President Obama on Tuesday signed the Senate health reform bill (HR 3590) into law during a late-morning ceremony at the White House, the Washington Post reports.
He also is expected to attend a celebratory event at the Department of the Interior. Guests at the event will include physicians and nurses, citizens who would most directly benefit from the bill and certain members of Congress who aided its passage.
According to the Post, administration officials said the signing ceremony would be used to demonstrate the benefits of the reform bill, and are part of a newly launched public relations campaign to promote the overhaul.
Obama held the signing ceremony even though the Senate has not yet considered the so-called "corrections" bill (HR 4872) that would amend the overhaul legislation. The Senate is expected to begin debate on the corrections bill on Tuesday.

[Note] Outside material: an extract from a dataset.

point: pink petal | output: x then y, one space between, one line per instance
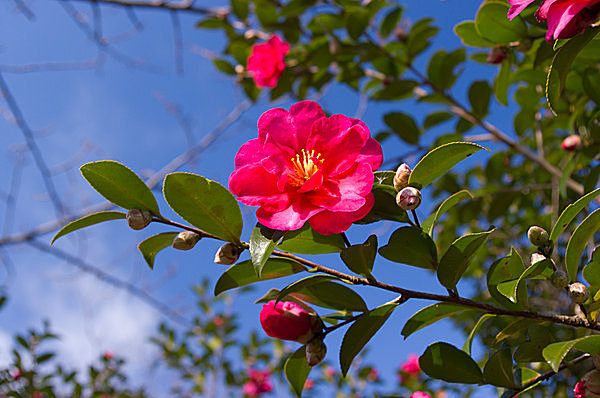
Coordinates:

According to the Post, the president might be moving ahead in an effort to frame the event as a historic achievement rather than an extension of government influence in the health system.
Obama To Visit Iowa To Promote Reform
The president plans to visit Iowa City, Iowa, on Thursday as part of the continued public relations campaign for the legislation (Murray/Montgomery, Washington Post, 3/22). White House Office of Health Reform Director Nancy-Ann DeParle said Iowa City is where Obama "first talked about health reform and his commitment to getting it done."
A White House official said Obama would "discuss how health insurance reform lowers costs for small businesses and American families and gives them more control over their health care" (Lee/Marr, Politico, 3/23).
White House press secretary Robert Gibbs added that similar trips are planned in the coming months (Muskal, "The Swamp," Chicago Tribune, 3/22).